Eroton produces and exports crude from its Oil Mining Lease 18 block through the Nembe Creek Trunkline.
Last year, a nearby well run by Aiteo Eastern E&P spilled oil for more than a month, polluting the Delta creeks before it was successfully shut.
Idris Musa, head of the National Oil Spills Detection and Response Agency said on Sunday Eroton had reported the spill to authorities, blaming it on a leak from a wellhead.
Eroton said in an undated statement seen by Reuters on Sunday that the incident started on June 15 and preliminary findings showed vandalism was the cause.
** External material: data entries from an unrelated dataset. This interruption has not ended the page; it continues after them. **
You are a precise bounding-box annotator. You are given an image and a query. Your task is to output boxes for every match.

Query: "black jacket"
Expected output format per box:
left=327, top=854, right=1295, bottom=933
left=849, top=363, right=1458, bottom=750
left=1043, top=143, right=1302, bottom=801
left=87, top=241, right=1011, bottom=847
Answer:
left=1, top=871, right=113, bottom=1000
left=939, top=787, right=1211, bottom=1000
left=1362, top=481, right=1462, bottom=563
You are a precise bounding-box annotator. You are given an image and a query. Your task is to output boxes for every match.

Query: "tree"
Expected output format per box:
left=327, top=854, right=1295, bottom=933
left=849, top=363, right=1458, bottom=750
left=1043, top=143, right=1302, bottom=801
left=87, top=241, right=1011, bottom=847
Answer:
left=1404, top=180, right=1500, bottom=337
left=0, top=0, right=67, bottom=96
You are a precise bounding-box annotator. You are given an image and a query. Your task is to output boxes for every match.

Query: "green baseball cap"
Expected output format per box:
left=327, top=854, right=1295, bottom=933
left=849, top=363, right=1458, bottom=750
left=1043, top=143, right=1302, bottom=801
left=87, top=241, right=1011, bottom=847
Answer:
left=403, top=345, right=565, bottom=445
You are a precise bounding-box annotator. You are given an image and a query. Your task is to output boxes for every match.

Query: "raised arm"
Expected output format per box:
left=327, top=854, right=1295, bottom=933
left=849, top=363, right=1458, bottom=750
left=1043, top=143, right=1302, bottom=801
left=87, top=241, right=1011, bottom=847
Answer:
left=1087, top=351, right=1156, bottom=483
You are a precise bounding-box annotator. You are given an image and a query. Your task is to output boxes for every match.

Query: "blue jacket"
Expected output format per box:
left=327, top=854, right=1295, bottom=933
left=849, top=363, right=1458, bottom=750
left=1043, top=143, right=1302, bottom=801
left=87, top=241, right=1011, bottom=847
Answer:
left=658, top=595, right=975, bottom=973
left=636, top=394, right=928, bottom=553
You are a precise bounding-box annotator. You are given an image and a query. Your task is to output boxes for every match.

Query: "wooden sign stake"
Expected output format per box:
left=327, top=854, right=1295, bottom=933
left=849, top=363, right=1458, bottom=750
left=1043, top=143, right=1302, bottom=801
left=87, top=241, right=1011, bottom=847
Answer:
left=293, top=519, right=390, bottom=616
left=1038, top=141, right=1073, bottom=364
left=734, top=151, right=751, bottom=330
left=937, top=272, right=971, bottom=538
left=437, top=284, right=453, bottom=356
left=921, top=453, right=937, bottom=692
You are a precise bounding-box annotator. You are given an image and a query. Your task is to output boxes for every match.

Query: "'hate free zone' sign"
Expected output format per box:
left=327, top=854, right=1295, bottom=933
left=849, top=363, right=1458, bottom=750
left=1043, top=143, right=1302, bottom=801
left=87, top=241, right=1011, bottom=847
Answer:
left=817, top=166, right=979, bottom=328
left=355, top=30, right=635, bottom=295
The wellhead platform had been removed, making it difficult to gain access to the well, it added.
“Our team of well engineers are working with contractors and evaluating the safest procedure that will be required to bring the well under control,” the company said.
It was not immediately clear how much oil is produced from the well, which is part of assets that Eroton bought in 2015 from oil major Shell, which is selling its onshore assets to concentrate on deepwater drilling.
Oil spills, sometimes due to vandalism or corrosion, are common in the Niger Delta, a vast maze of creeks and mangrove swamps criss-crossed by pipelines and blighted by poverty, pollution, oil-fuelled corruption and violence.